Type of Industry and Cost of Capital (r)

  • Advertising: 9.03%
  • Auto Parts: 7.69%
  • Beverage (alcoholic): 6.43%
  • Beverage (soft drink): 5.83%
  • Biotechnology: 10.28%
  • Computer Software/Services: 13.13%
  • Computers and Peripheral Equipment: 13.43%
  • Drug: 10.05%
  • E-commerce: 18.14%
  • Electrical Equipment: 8.27%
  • Electronics: 10.24%
  • Entertainment: 9.58%
  • Entertainment: Tech 12.78%
  • Environmental: 6.31%
  • Healthcare Information: 8.67%
  • Home Appliance: 7.12%
  • Household Products: 7.27%
  • Information Services: 8.30%
  • Internet: 16.56%
  • Medical Services: 7.57%
  • Medical Supplies: 8.09%
  • Office Equipment/Supplies: 7.52%
  • Pharmacy Services: 7.66%
  • Semiconductor: 16.24%
  • Telecom. Equipment: 14.82%
  • Wireless Networking: 13.58%

Using the table above and the earlier data, we can now solve the question of whether it's better (according to the Capital Asset Pricing Model) to invest our money in the bank or in the biotechnology company. However, in the latter case, it is necessary to perform a valuation of the company. We will do this on a next page using a spreadsheet to calculate the Net Present Value (NPV), but first, one more thing.

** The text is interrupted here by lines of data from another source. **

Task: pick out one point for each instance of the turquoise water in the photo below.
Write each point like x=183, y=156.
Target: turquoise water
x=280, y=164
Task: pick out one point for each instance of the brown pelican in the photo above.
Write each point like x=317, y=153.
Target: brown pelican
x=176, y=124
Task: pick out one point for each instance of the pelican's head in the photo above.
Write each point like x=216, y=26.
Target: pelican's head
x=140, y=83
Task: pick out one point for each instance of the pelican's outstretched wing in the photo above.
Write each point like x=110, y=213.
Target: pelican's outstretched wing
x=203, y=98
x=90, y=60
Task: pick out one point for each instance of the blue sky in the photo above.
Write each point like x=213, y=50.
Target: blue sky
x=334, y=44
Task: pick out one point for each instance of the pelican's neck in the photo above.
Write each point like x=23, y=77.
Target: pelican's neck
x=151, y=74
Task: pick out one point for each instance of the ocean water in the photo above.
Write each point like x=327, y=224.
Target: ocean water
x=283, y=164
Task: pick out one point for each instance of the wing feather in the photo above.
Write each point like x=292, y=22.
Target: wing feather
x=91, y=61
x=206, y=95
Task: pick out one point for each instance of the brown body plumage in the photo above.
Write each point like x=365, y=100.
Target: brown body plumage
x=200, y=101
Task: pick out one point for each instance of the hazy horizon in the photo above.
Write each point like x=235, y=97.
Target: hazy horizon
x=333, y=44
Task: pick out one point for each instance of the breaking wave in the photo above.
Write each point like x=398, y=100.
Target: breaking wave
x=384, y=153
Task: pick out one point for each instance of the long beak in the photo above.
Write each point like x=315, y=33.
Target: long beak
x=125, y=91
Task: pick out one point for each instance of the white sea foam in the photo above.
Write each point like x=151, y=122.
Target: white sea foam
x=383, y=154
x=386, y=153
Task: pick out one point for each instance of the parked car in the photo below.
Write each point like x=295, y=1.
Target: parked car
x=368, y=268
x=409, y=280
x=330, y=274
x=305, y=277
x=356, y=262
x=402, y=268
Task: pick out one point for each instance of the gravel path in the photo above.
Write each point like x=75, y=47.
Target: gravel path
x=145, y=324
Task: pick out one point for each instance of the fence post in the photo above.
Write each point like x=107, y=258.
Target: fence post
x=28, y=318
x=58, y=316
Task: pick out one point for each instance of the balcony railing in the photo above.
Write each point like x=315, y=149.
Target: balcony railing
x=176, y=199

Many will wonder about the purpose of such a table if the risk profile, β, or the "risk-free rate," Rf, can change on a daily basis. This is a valid question; however, it must be said that you can reasonably work with these average values for the cost of capital because in the long run, the values will fluctuate around this average. However, you will need to check if these numbers are still valid. Risk profiles of both investors and companies can change.